Monday, November 15, 2010

The Attributor

I met the founders of the Attributor, a West Coast web tracking service, about four years ago.  I featured them at an MPA Innovator's session and introduced them to publishers.  Over the years I have watched the company undergo various iterations as they explored ways to get web sites and especially portals to pay for using content without permission.

From the beginning the central question was whether content producers would make use of this service? And did the Attributor have the guns and the staying power to get offending parties to remove content or pay a CPM-based revenue share? I was a big fan of this company from the beginning because I believe that technology can solve problems induced by the Internet; not legislation.

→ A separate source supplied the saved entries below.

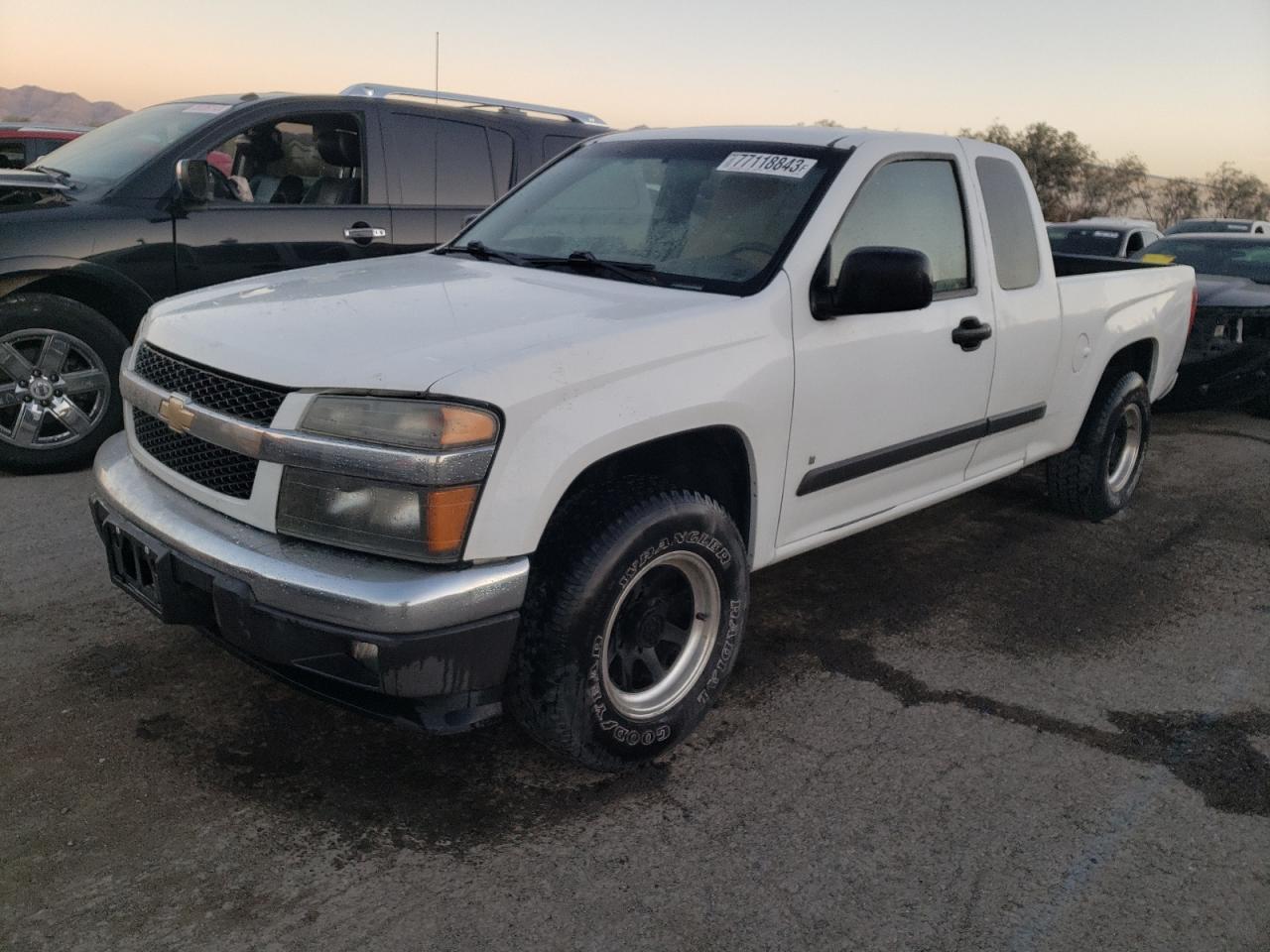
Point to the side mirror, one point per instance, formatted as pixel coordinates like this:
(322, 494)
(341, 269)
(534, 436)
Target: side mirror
(879, 281)
(194, 179)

But a getting a slice of a portal's advertising revenue seemed like a long shot, especially when you are using a hammer.

The Attributor through its Fair Use Consortium might finally have an answer to some of these vexing questions.  The company conducted a five-month study that looked at new models and rules for online content syndication.  Research shows that 75% of sites that copy content without prior authorization are willing to alter their behavior when approached in a reasonable manner.

In 2009 the Fair Syndication Consortium (FSC) developed a monetization model called FairShare. In short, syndicators share advertising revenue with content portals. But what to do about the bad actors who are unwilling to share revenue?  Next the FSC developed an approach called the Graduated Response, a development framework on top of the Digital Millennium Copyright Act (DMCA). The assumption was that citizens of the Internet would do the right thing if given the opportunity to do so.

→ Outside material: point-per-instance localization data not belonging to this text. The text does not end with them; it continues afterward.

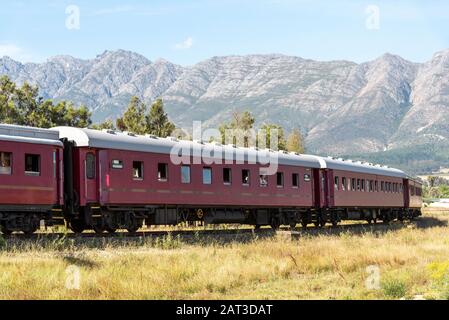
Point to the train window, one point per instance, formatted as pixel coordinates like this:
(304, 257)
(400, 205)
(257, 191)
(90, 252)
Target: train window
(295, 180)
(245, 177)
(117, 164)
(185, 174)
(162, 172)
(5, 163)
(280, 179)
(227, 176)
(207, 175)
(137, 170)
(90, 166)
(263, 180)
(32, 164)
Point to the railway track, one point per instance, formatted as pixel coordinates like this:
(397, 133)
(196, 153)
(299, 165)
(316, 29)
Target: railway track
(232, 234)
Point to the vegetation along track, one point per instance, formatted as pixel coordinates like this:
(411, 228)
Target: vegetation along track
(237, 234)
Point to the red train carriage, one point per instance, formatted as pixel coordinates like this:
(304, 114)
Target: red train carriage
(359, 190)
(121, 179)
(108, 180)
(116, 180)
(30, 177)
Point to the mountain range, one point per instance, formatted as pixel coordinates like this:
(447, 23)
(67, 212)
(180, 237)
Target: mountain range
(342, 107)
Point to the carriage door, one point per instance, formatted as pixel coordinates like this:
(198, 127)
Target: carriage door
(320, 186)
(406, 192)
(91, 184)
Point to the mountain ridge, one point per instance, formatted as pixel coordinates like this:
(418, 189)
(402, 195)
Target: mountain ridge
(342, 107)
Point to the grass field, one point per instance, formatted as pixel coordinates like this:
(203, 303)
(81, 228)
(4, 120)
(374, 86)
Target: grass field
(403, 261)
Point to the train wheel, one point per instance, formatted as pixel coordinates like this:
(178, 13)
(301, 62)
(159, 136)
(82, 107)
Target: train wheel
(98, 229)
(111, 230)
(5, 231)
(77, 226)
(275, 224)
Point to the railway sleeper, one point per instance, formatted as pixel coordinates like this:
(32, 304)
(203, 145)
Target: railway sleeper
(28, 223)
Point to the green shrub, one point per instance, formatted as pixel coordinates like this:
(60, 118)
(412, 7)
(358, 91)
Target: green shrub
(394, 288)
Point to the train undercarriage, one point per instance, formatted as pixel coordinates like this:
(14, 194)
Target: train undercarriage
(110, 219)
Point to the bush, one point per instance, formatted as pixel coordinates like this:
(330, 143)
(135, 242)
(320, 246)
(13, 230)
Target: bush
(394, 288)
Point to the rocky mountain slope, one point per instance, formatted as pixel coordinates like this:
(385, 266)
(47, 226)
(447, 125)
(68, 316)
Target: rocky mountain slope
(342, 107)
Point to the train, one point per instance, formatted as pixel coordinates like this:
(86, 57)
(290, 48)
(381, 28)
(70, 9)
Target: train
(106, 180)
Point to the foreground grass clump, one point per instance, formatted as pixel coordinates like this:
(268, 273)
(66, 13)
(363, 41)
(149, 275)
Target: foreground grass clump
(407, 262)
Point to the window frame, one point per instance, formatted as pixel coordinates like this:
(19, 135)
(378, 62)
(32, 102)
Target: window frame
(142, 165)
(2, 153)
(207, 169)
(33, 173)
(282, 176)
(117, 164)
(248, 183)
(159, 178)
(229, 170)
(185, 166)
(295, 176)
(263, 177)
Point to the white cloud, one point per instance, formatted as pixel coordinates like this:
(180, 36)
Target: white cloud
(186, 44)
(15, 52)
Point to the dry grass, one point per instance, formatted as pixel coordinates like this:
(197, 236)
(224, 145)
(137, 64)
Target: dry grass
(411, 260)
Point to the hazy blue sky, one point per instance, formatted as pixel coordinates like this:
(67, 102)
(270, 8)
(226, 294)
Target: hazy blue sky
(187, 32)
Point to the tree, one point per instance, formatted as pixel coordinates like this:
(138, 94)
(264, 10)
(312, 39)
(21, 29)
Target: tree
(295, 142)
(239, 129)
(23, 106)
(157, 122)
(133, 119)
(272, 129)
(8, 111)
(108, 124)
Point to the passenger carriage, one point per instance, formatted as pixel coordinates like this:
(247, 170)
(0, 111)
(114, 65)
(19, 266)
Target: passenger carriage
(107, 180)
(30, 177)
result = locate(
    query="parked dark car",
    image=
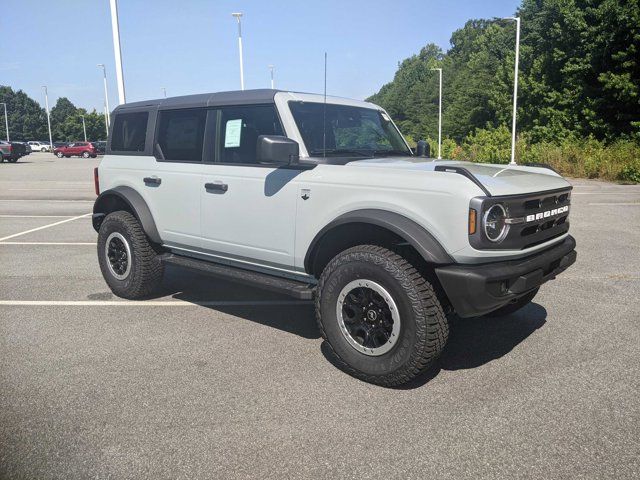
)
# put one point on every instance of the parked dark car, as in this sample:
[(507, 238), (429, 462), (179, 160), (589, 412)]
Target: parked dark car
[(78, 149), (100, 147)]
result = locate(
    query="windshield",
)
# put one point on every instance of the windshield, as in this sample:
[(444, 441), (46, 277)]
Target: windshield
[(350, 131)]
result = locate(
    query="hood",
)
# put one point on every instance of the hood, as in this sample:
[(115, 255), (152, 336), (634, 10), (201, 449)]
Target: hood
[(497, 179)]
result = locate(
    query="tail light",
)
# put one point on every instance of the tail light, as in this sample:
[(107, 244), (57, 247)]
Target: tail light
[(96, 181)]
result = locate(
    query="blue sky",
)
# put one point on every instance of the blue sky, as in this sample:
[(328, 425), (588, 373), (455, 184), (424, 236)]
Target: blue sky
[(190, 46)]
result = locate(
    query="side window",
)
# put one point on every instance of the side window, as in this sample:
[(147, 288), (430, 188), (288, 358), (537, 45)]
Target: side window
[(181, 134), (240, 128), (129, 132)]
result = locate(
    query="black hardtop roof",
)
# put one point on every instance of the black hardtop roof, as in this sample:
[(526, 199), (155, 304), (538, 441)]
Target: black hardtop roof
[(237, 97)]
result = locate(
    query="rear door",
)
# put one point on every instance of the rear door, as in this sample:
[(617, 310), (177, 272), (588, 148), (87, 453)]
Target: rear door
[(248, 209)]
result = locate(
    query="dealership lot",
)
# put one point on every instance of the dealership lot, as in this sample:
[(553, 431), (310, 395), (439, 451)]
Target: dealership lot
[(216, 380)]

A Graduated Response starts with a friendly email reminding the site owner of multiple infractions--my term. If no response is received or the offending copy is not removed, a second email is sent informing the site owner that if no action is taken search engines will be contacted and told to remove the offending content from their indexes. If after 14 days there is still no response the host site is contacted and asked to remove the copy in question under DMCA.

The compelling question that remained; "Can site owner behavior be adjusted through thoughtful and strategic escalation, rather than starting with content removal notices?" The research seemed to say yes.

A representative sample of 70,00 original news articles, representing regional, national and international newspapers was processed.  More than 400,000 full, unauthorized copies were identified across nearly 45,000 web sites. Each of these copies contained one or more advertisements. That was the focus. The trial randomly selected 107 sites.  Within a month 75% of these sites had removed content or started a conversation with the content owner about becoming a licensee. Search engines and advertising networks complied with each of the more than 15,000 removal requests, typically within a 24-hour period.

FSC understands that some in the community don't like any system that uses the DMCA and others much prefer the hammer. But this seems an intelligent ways to use technology to police in a reasonable manner the use of unauthorized content.